Let’s dive into the numbers.
Artificial Minds
AI models are notoriously power-hungry. Public data is limited, but GPT-3 reportedly used 1,287 megawatt-hours for training. Training requirements scale quadratically with model parameters, so GPT-4 might have required more than 100,000 MWh. That number is highly speculative, so let’s use GPT-3 as the benchmark.
Humans aren’t economically productive until they’re trained. Having a bunch of three-year-olds running around the office may be fun, but they won’t get much work done.
For this comparison, assume it takes 18 years to train a human to compete with GPT-3 on similar tasks (e.g., writing, reasoning). Using the figures I cited earlier, that translates to about 3.2 MWh to produce a single 18-year-old human brain.
The implication is that GPT-3 required the same energy to train as four hundred human brains. That’s a large number, but it’s not ridiculous. I doubt four hundred humans could accurately memorize every pattern encoded in GPT-3’s 175 billion parameters.
For fun, let’s do the calculation in reverse. GPT-3 was trained on about 300 billion tokens. Using conservative assumptions, it would take four hundred humans about 13 years to process the tokens used to train GPT-3.
Assumptions:
GPT-3 training tokens = 300 billion
Words per token = 0.75
Human reading rate = 250 words per minute
Hours per day = 8
Number of humans = 400 (from previous calculation)
Is GPT-3 as capable as four hundred teenagers? Which would you rather have working in your office?

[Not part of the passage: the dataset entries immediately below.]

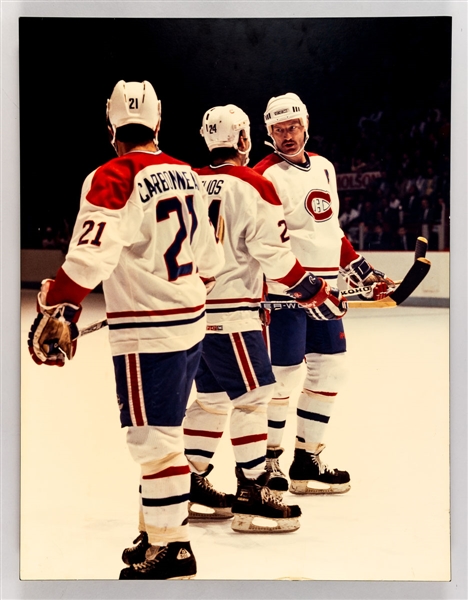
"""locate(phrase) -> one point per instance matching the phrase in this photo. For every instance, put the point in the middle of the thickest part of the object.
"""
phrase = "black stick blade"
(413, 278)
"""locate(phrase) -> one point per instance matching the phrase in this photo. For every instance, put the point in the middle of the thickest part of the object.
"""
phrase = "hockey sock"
(277, 413)
(164, 482)
(248, 429)
(287, 378)
(203, 427)
(313, 413)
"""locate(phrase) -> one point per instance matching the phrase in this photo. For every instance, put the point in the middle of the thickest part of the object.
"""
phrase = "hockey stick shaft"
(96, 326)
(406, 287)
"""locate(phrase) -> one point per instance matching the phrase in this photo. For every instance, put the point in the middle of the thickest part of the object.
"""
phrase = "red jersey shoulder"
(267, 162)
(113, 182)
(264, 187)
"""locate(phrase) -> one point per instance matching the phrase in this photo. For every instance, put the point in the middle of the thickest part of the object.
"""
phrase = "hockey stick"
(406, 287)
(410, 282)
(420, 248)
(419, 252)
(96, 326)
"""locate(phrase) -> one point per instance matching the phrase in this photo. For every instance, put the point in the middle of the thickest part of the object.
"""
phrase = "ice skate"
(310, 476)
(174, 561)
(257, 510)
(206, 503)
(136, 554)
(278, 481)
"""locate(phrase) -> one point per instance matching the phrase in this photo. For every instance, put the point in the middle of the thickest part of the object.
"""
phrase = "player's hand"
(54, 333)
(322, 302)
(360, 273)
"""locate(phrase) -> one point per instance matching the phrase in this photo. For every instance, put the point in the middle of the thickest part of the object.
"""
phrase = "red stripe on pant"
(201, 433)
(249, 439)
(135, 397)
(169, 472)
(244, 361)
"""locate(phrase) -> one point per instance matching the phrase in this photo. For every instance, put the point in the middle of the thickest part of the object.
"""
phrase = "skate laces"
(323, 468)
(274, 468)
(207, 486)
(140, 539)
(149, 563)
(270, 498)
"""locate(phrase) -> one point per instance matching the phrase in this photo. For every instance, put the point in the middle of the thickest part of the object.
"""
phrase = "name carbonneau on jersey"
(248, 217)
(155, 240)
(311, 205)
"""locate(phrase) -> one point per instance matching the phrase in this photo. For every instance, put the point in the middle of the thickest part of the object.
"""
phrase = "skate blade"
(200, 512)
(318, 487)
(256, 524)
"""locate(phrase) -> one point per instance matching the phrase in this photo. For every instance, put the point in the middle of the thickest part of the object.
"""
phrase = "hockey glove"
(54, 333)
(209, 283)
(322, 302)
(360, 273)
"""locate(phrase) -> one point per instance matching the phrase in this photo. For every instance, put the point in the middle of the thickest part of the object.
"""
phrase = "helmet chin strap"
(301, 149)
(245, 153)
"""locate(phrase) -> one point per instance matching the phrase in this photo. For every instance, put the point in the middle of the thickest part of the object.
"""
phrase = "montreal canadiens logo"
(318, 204)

I’ll be the first to admit these calculations are ridiculous. You could write a dissertation about the flaws in my logic and simplifying assumptions. That said, I don’t see overwhelming evidence that AI models are more power-hungry than human brains. If anything, they may be less.
One Less Crisis
Let’s stop worrying about AI energy consumption. If we use 200 TWh for AI in 2030, it’ll mean we’re manufacturing and employing intellectual capital at a breakneck pace. If AI capabilities plateau before then, I’m confident we’ll slow model training and divert resources to our old technology — human capital.
I’m concerned about AI safety and labor market disruptions. You don’t need wild assumptions or rigorous calculations to validate those risks. All you need is an imagination and an understanding of how previous technologies upended society. Energy is different.

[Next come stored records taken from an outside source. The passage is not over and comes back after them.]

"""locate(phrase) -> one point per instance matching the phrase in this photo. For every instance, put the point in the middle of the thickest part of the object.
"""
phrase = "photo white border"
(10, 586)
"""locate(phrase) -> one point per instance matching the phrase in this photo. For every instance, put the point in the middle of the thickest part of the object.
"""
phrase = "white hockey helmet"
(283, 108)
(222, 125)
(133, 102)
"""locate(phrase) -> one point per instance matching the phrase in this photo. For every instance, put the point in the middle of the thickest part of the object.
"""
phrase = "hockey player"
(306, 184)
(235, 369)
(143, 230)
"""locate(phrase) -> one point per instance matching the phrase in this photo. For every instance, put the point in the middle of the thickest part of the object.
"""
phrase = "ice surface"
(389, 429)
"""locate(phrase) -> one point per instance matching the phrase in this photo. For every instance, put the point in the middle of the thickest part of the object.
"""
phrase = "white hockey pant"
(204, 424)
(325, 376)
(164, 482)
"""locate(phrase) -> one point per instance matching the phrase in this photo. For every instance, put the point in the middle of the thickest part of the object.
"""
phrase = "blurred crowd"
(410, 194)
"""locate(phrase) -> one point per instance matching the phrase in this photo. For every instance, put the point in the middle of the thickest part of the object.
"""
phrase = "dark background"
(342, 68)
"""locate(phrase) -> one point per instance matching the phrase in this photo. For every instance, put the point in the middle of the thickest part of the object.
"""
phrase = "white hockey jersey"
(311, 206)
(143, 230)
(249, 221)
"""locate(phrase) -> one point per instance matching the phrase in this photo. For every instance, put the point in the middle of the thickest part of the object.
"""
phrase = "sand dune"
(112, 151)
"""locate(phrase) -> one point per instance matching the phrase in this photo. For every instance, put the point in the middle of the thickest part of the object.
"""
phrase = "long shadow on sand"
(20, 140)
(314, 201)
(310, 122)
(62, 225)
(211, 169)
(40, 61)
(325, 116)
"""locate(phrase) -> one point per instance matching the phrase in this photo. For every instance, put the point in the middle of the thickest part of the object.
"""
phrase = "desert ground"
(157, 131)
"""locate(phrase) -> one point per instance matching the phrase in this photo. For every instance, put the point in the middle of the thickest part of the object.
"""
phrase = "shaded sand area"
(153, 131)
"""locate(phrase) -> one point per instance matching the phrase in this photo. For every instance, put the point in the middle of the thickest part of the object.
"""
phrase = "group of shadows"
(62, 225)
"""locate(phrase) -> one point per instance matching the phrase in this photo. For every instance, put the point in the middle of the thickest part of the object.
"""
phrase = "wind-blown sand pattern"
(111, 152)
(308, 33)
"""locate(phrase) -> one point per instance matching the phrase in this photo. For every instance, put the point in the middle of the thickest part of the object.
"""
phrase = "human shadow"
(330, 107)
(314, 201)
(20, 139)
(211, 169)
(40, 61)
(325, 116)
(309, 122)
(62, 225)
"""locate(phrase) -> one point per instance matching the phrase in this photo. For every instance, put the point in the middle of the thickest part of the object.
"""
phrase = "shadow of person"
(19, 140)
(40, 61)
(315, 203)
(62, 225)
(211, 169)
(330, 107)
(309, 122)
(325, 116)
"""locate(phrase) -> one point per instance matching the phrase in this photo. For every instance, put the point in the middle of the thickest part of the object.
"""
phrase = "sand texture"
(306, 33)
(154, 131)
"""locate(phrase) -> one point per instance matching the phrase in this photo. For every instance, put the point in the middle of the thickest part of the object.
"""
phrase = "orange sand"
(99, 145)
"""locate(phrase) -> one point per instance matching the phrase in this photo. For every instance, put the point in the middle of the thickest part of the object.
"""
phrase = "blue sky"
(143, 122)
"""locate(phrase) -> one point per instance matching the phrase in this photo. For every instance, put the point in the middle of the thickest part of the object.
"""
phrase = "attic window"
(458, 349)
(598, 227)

We’ve relied on human brains for thousands of years to power economic growth. That model is becoming less sustainable by the day. If you care about lifting humans out of poverty while conserving natural resources, you should be all-in on AI — and maybe steer clear of crypto.

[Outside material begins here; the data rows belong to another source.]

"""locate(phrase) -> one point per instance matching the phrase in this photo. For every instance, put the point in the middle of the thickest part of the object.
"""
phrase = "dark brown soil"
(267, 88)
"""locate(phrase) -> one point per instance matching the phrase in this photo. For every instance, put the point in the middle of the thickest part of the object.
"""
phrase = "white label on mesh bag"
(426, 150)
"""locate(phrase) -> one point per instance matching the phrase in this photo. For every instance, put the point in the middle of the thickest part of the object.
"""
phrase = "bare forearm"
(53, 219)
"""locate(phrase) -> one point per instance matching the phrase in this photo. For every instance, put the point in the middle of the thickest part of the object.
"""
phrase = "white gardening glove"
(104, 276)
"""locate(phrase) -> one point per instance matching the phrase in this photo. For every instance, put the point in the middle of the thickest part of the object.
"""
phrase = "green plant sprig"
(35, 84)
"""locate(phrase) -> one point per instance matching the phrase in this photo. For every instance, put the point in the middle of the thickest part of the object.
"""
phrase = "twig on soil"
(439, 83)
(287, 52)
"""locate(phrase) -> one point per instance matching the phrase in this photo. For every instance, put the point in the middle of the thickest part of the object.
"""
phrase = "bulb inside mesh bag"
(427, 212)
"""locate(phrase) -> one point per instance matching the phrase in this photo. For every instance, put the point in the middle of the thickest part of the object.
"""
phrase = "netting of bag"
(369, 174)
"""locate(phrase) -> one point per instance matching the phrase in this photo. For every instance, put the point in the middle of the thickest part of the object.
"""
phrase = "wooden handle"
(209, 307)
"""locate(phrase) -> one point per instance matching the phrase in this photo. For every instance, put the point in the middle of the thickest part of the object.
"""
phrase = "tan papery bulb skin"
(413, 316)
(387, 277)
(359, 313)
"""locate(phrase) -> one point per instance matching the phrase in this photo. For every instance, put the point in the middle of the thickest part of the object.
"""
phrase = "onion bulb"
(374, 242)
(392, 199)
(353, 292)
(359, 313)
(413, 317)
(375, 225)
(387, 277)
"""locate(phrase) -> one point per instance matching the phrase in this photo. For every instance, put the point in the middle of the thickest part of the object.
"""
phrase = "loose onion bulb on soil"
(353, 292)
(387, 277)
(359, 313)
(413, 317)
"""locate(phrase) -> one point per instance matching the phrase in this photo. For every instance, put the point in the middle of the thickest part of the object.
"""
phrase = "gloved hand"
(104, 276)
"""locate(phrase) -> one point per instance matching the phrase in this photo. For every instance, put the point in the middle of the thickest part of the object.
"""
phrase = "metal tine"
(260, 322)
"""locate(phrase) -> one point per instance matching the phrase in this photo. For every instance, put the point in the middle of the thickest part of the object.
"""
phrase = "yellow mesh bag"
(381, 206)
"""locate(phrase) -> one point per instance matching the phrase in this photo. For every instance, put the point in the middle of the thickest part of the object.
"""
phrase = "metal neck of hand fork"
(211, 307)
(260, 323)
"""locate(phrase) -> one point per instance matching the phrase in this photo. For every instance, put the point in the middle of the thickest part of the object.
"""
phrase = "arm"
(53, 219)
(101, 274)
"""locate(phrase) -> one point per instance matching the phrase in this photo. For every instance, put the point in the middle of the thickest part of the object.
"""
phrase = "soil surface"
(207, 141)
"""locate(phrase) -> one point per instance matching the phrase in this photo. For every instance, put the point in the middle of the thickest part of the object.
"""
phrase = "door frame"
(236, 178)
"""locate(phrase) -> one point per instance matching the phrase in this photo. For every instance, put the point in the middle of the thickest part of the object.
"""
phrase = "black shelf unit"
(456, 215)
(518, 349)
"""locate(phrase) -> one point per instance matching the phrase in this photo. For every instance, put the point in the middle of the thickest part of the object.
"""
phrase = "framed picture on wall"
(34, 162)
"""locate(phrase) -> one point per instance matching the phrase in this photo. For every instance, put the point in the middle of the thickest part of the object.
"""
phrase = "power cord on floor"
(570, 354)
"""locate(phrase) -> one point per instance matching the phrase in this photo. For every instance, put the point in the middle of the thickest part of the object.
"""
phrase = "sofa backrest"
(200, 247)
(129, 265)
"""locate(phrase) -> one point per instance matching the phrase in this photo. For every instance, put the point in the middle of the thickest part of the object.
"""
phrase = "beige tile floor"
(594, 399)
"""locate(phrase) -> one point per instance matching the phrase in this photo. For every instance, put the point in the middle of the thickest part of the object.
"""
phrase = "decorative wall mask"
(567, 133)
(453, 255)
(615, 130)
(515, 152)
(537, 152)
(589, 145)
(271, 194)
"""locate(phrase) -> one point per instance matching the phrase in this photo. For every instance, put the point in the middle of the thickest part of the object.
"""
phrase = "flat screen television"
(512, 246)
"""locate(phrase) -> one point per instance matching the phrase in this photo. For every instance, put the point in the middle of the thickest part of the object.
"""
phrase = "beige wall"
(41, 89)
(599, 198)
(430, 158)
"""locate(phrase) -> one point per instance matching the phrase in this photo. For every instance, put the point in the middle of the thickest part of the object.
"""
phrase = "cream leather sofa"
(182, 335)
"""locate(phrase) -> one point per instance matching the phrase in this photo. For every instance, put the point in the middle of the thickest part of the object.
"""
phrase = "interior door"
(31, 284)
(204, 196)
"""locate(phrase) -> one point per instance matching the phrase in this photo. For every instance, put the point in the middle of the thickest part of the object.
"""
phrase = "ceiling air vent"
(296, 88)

Note: While discussing this article, a friend asked about inference. AI may be competitive with human brains during training, but what about when performing tasks? I also did those calculations as well, and the results were similar. My brain used 2.2 Wh to generate a 61-word email response. Using the best assumptions I could find online, I estimated ChatGPT used 2.8 Wh for its 60-word response. That ratio is in the same ballpark I found for training, and the training assumptions are more robust. AI draws way more power than the human brain but does so for significantly less time.